The enliGHten trial enrolled 298 participants (mean age 10.3 years) from the Phase 3 heiGHt Trial of treatment-naïve pediatric GHD patients and the Phase 3 fliGHt Trial of pediatric GHD patients switching from daily somatropin treatment. Patients in these trials received a total of up to 6 years of treatment with TransCon hGH.

At the time of the enliGHten Trial conclusion, 81 participants were designated as treatment completers, based on their physician’s determination that treatment for pediatric GHD was no longer required. Of these treatment completers, 59% met or exceeded their average parental height SDS, with mean TransCon hGH treatment duration of 3.2 years. Treatment completers’ baseline mean height standard deviation score (SDS) at the beginning of the open-label extension trial was -1.6, compared to mean height SDS of -0.4 (achieving height similar to their parents’) at their final study visit. At the time of final visit, all treatment completers were Tanner stage IV or V, a categorization of physical development during puberty.

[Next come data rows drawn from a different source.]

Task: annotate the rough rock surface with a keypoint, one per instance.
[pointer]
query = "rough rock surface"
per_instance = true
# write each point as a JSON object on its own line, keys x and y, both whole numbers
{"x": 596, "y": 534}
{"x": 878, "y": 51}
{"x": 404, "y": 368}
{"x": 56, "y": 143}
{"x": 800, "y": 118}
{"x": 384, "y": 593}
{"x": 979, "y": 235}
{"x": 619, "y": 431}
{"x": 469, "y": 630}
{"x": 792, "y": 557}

“As an investigator in the enliGHten Trial, I am pleased to see results confirming that treated children and adolescents have continued to grow well, achieving statures in line with those of their parents,” said Aristides K. Maniatis, M.D., F.A.A.P., pediatrician and endocrinologist at Rocky Mountain Pediatric Endocrinology. “Additionally, these results demonstrate that long-term treatment goals can be safely reached with TransCon hGH administered once weekly.”

TransCon hGH was generally safe and well-tolerated. The most commonly reported adverse events over the course of the trial were categorized as infections, injury, and respiratory/thoracic/medical disorders. The majority of adverse events were mild in severity and unrelated to treatment. No adverse events led to discontinuation of the study treatment.